The Story of Decentralized Identity
Three years ago I was moving from my Jersey City apartment to a new apartment in midtown Manhattan. The real estate agent seeing me through the process explained all the necessary documentation I will need to present to the landlord to prove I’m eligible and worthy of renting a place in the middle of the island.
This was not an ordinary rental application — I had to provide proof of employment, rental background check, bank statements with steady income, savings and investment statements to make sure I had the proper buffer should anything go wrong, even my marriage certificate for reasons I can’t remember now.
And then I got the place! I moved in and all was good. Until the bank called me few days later to inform me that someone wanted to cash in a pretty big check drawn on my account. I asked the bank rep how can they cash it when I don’t even have that much cash in my checking account. They told me “I” had just transferred it from my savings account on the phone with another bank rep.
Luckily, the theft didn’t happen, but it was a masterfully crafted plan:
1. Call the bank in my name; 2. change my phone number to be able to confirm large withdrawal; 3. transfer all my savings to my checking account; 4. make a fake check with my account number and go cash it in.
They were able to do this because they had all my information to prove they are me: access to my balances, my recent deposits, my SSN. Thankfully, the phone number update didn’t happen immediately with the bank, so when they called to verify the large withdrawal they called my real number, instead the updated one. We were able to prevent the fraud, but didn’t catch the person who did it.
Most of the time we don’t realize how much our private data is exposed and shared. Often we don’t even question how much information about us we should share to get something. Do you really need all those sensitive details about me to go through even a simple process as a rental application for a tiny apartment? Why do you need to see my bank history to verify I have sufficient income, or see my name and address on my ID to verify I’m over 21? Why do we still rely on physical documents to prove something about us in this age of technological advancement?
Maybe there’s a solution to this. Blockchain technologies and decentralization is opening up a whole world of possibilities that we’re now beginning to explore. We learn new ways how to work with data, ways that put information privacy and integrity at the core of the solution. Ways that alter the points of trust and move the control closer to us. There has never been a better time to finally make identities and data exchange the right way.

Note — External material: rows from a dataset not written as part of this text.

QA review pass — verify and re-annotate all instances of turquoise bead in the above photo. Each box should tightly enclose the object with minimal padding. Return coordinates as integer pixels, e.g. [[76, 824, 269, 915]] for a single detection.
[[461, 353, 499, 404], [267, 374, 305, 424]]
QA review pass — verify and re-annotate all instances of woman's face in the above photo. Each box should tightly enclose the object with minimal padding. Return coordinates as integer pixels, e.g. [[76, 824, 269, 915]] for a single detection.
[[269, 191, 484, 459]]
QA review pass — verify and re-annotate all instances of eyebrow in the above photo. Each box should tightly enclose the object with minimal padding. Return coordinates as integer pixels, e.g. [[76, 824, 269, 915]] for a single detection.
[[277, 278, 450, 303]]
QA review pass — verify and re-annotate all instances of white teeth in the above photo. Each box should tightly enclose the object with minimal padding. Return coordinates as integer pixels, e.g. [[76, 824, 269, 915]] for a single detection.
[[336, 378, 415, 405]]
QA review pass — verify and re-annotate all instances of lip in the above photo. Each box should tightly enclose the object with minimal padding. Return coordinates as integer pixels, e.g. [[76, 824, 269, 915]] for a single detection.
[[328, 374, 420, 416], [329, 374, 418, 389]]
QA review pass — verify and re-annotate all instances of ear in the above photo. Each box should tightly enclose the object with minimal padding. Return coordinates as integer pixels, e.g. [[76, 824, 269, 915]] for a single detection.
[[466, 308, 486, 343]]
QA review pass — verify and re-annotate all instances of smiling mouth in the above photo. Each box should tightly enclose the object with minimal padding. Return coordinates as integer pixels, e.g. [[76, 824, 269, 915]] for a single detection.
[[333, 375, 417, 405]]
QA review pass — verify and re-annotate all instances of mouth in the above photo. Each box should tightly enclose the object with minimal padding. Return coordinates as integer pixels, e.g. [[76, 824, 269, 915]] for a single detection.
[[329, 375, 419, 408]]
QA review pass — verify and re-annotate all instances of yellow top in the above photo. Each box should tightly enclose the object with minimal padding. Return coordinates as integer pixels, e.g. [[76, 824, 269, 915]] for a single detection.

What is a decentralized identity?
To put it simply, it’s a publicly discoverable identity information. It uses blockchain technology to provide tamper-evident information about an entity or a subject. Using crypto technology, identities can be defined as a set of keys used in proving the source and validity of information. This solution allows a model of truth to be established between parties that rely on communication and exchange of data. Because these keys are controlled directly by the subject who owns this identity, they are called self-sovereign identities.
Imagine this system as a public registry of information that maps each identity to a person or a thing. Whenever we need a certain information, we can use these decentralized identities to provide cryptographically signed proofs that can be trusted to be authentic because they were signed by the owner of that identity.
How do we exchange data in a decentralized identity system?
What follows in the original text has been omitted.